Coaching, Coaching, Coaching
If ‘modern’ sales management was born in the late 19th century, then sales coaching must have been birthed close behind. However, effective coaching remains one of the most elusive goals in sales. There’s a certain irony here, since coaching is the one thing in a sales force that everybody can get behind. Leaders expect it, managers like it, and sellers want it. Literally no one will stand against coaching, and zero people have ever objected to it.
Every study done on coaching shows that it is incredibly powerful when done well. We’ve had clients double their deal win rates when effective coaching was applied. We’ve seen the percentage of reps at quota improve by 20% when coaching was made a priority. Time and again, coaching moves the needle – it’s just that simple. Don’t try to automate it, don’t try to outsource it, just get your managers to do it.
Pipeline, Pipeline, Pipeline
Well before CRM was an acronym, there were sales pipelines in computer spreadsheets. Before that, they were scribbled on chalkboards and the backs of bar napkins. Sales pipelines are ubiquitous and always will be. In fact, I believe the sales pipeline is the most powerful tool that management has under its control, though it’s not often viewed as such. The pipelines is often reduced to a forecasting mechanism or just another report, but it is much more than that. Your sales pipeline contains all of your future revenue… Or none of it, if you don’t treat it right.
Our research shows that companies with effective pipeline management practices grow revenue 15% faster than their peers without them. There’s gold in them thar pipes, if you know how to mine it. Make it an organizational decree to clean out the junk and start building a clean, healthy sales pipeline. A healthy pipeline will have the ideal size, shape, and contents to reach your sales goals in the near and long term. An unhealthy pipeline will doom your sales force to wasted time and effort, right up to the moment when you miss your revenue target.
Activities, Activities, Activities
Here is one insight that is so obvious it somehow escapes everyone’s attention: You can only manage activities. You can’t manage revenue. You can’t manage market share. You can’t make a customer buy from you, and you can’t make them come back for more. The only thing you can manage is the activities of your team. Yet our research reveals that sales forces measure very little activity – only 17% of the metrics in CRM databases are activity-based. As a matter of fact, we tend to focus on the results we want, not the actions that cause them.
When you shift your attention from results to activities, wonderful things happen. You have greater confidence in your team’s field-level execution.

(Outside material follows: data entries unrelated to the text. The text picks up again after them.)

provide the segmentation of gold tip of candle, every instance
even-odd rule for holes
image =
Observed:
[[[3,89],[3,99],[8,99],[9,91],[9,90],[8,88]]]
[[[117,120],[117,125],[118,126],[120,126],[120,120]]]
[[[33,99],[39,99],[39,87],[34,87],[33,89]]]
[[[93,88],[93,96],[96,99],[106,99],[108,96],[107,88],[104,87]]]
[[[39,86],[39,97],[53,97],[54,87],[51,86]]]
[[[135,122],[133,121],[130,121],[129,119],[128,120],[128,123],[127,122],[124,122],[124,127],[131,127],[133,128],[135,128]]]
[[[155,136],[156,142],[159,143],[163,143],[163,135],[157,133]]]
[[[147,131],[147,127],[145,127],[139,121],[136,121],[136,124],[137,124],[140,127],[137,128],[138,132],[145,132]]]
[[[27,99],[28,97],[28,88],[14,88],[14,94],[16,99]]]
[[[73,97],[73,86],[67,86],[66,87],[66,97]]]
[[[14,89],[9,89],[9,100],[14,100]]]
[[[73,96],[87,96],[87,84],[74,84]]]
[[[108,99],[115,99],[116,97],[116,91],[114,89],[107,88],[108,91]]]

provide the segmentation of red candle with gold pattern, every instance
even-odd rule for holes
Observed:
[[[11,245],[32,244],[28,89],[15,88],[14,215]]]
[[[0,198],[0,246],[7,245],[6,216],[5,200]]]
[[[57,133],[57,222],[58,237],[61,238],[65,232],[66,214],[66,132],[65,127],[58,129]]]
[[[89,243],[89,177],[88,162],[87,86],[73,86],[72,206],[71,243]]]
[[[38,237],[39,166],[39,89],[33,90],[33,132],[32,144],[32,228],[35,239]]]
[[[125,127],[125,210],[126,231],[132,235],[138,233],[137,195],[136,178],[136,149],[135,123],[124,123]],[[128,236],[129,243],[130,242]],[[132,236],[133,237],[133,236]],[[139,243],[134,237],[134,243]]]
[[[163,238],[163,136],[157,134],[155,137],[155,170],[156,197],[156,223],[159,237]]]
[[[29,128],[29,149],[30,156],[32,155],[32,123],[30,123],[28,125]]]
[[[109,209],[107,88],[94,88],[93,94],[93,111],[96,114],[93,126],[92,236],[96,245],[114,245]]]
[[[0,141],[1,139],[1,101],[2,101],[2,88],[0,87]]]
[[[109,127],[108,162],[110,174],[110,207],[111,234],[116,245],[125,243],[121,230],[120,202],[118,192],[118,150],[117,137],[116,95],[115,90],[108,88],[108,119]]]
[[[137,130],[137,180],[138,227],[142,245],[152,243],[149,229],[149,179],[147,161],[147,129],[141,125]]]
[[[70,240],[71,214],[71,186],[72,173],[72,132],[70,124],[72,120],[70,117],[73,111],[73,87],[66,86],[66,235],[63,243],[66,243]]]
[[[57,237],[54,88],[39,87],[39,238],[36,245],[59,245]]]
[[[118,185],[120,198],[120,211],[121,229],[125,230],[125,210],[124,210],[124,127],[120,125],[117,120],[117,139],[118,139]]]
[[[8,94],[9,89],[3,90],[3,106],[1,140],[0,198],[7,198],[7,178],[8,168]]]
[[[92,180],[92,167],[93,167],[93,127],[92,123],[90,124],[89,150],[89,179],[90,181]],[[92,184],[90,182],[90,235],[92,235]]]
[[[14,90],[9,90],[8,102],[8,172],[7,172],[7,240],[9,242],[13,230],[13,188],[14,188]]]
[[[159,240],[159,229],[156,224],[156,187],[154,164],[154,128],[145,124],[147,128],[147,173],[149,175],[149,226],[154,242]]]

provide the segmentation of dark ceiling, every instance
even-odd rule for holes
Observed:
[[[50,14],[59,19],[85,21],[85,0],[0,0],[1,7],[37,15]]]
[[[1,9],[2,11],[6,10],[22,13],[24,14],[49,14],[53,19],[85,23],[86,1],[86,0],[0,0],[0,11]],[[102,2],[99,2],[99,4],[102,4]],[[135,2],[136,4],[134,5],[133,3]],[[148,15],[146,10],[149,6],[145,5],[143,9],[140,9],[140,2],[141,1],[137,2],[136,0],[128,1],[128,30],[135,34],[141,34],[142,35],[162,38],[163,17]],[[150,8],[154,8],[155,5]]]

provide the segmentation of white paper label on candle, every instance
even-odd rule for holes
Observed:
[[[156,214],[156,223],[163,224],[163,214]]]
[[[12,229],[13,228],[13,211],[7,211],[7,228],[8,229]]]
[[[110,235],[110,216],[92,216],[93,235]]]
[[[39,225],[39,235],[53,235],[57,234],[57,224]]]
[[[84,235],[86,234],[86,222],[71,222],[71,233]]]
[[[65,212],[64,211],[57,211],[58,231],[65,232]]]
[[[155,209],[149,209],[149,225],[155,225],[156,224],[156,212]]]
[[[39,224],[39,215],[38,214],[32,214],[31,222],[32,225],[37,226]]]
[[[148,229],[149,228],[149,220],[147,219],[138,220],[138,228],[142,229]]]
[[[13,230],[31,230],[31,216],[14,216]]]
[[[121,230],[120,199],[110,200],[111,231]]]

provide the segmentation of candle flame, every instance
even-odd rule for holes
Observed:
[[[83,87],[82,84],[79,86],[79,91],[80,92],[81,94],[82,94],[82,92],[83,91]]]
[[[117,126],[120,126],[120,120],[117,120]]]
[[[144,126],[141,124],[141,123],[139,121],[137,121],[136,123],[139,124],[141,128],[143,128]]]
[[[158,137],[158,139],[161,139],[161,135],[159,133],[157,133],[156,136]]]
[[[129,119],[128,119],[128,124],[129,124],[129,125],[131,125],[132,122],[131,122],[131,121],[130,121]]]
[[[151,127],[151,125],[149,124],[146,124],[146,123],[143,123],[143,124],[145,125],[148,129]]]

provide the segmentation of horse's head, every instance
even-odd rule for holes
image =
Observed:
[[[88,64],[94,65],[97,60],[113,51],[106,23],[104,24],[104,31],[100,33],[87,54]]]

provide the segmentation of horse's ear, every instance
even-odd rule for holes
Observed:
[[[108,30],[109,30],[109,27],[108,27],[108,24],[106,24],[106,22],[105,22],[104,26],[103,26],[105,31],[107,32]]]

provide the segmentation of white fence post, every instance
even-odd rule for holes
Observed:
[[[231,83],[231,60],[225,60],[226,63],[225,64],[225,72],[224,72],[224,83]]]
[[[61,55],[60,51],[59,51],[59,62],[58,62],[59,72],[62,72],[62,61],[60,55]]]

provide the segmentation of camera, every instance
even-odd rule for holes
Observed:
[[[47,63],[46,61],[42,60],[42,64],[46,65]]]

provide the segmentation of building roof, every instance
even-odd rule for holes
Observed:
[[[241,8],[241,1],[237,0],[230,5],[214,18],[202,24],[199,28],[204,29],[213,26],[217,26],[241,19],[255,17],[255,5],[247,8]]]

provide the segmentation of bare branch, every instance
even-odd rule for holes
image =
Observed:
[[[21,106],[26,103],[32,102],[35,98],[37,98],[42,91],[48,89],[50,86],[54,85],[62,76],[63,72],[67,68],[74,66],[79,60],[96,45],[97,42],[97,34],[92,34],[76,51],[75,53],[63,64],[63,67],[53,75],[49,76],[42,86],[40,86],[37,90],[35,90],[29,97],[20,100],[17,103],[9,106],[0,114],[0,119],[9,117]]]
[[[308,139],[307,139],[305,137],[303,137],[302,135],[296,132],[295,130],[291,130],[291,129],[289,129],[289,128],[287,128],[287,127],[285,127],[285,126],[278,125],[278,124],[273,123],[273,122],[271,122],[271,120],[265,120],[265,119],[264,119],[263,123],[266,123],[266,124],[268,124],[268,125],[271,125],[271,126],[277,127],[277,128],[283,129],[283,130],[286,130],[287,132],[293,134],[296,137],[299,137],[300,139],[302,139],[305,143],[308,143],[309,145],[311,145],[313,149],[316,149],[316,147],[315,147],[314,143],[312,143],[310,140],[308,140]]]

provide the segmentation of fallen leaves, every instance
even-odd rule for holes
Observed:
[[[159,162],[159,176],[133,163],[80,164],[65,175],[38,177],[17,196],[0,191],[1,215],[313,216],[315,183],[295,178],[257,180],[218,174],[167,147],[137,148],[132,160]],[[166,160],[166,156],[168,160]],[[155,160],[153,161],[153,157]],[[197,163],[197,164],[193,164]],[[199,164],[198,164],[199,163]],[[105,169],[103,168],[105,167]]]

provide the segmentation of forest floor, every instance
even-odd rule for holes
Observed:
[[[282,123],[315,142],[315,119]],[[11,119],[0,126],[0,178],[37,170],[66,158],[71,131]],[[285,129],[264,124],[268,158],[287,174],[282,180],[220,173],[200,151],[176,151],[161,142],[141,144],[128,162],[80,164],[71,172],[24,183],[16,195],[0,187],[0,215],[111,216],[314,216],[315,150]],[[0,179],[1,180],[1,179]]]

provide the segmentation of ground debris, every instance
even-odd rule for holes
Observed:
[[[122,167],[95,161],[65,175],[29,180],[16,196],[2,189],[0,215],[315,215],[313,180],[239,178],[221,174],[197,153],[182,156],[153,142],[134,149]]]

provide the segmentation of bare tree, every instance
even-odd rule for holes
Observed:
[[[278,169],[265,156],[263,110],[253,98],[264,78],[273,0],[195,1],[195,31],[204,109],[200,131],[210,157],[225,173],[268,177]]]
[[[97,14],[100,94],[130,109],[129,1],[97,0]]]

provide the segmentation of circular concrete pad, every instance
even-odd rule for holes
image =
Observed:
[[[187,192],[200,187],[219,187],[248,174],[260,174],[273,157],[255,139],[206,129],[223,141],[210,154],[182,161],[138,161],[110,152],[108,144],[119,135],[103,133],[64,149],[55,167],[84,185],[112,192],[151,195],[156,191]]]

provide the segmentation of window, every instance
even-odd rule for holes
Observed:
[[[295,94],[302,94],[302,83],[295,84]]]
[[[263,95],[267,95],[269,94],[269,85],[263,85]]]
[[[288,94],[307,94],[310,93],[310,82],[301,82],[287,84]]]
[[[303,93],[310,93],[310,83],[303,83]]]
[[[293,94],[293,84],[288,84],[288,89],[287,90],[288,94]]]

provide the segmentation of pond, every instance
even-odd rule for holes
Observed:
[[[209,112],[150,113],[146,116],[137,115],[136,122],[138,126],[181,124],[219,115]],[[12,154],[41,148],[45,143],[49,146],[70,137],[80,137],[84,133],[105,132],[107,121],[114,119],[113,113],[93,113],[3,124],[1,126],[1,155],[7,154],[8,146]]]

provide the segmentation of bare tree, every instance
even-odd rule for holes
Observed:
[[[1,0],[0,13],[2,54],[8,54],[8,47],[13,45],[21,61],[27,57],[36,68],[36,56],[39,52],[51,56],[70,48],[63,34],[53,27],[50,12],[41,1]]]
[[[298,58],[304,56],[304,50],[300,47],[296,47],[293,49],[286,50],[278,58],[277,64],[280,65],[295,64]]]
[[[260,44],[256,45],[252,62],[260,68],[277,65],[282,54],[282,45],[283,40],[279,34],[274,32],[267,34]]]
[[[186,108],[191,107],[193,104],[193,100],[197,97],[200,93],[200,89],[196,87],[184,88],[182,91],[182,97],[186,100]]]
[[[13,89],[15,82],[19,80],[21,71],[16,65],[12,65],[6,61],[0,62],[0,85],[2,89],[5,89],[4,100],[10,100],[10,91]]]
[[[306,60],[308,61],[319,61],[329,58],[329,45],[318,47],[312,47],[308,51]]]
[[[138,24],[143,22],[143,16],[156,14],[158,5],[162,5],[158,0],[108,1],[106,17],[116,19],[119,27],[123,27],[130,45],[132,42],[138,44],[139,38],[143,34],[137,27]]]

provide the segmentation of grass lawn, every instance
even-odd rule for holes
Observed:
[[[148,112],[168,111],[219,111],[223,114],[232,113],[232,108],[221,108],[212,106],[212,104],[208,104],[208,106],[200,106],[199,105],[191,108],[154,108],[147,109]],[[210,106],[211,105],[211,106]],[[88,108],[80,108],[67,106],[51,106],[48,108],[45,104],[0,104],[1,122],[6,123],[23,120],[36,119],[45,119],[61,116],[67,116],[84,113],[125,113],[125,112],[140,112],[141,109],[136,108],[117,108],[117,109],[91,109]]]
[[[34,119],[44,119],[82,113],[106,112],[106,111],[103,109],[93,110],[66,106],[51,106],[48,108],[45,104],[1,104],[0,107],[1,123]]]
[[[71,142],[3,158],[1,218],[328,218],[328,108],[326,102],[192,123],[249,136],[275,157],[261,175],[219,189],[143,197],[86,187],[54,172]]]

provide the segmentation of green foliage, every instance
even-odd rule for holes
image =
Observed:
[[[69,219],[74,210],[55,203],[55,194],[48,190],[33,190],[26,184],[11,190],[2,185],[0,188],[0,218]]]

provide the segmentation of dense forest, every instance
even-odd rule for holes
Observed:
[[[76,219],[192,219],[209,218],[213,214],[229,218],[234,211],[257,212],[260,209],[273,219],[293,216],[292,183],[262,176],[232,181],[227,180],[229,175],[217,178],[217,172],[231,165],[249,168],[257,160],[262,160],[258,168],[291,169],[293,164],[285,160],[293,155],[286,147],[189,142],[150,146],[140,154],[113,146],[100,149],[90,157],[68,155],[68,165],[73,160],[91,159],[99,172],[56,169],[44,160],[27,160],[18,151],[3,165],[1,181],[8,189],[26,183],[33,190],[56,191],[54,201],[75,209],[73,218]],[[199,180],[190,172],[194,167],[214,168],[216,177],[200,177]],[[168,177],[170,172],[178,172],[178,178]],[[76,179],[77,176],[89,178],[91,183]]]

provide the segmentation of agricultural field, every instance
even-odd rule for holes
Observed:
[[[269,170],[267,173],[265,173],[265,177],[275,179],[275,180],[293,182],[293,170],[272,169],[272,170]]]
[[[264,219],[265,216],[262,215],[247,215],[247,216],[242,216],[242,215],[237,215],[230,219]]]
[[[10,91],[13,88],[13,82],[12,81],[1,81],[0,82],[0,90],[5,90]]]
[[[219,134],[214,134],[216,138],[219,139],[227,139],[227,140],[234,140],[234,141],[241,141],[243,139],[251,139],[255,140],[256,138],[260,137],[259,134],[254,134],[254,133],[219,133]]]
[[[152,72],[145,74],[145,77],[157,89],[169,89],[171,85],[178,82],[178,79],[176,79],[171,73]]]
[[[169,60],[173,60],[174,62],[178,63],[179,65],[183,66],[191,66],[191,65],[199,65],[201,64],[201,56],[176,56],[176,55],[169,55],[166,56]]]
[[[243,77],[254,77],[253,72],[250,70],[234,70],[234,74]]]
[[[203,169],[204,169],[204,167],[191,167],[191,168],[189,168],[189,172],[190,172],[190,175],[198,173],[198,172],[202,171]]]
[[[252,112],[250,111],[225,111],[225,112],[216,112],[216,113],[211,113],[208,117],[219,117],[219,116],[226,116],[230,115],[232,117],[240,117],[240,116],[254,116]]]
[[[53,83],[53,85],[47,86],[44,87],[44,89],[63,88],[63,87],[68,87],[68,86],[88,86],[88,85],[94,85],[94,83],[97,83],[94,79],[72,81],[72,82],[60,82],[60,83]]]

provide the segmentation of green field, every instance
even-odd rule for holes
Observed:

Salespeople have clear tasks that align with their desired outcomes. Managers know what’s important to measure and coach. You start to see cause-and-effect relationships that inform better decision-making. We tell our clients that this is one of the most powerful and deceptively simple things you can do to improve sales performance: Focus on doing the right things right.
Block and Tackle
It’s quite certain that this will not be the sexiest article you’ll read this week, but it could be the most valuable. Like most things in life, we tend to make sales more complicated than we should. It’s blocking and tackling that wins games, not the most exotic strategy. Yet, exotic strategies are the siren song of senior leadership. Don’t let it be that way in your sales force.
Okay, maybe I’m not the trendiest person you know. I don’t sell on social media, and my life is not gamified. But I do know how to improve sales performance using tried and true management strategies. Coach your sellers, build your pipeline, and focus on the right activities. Trust me… If you do, great things will follow.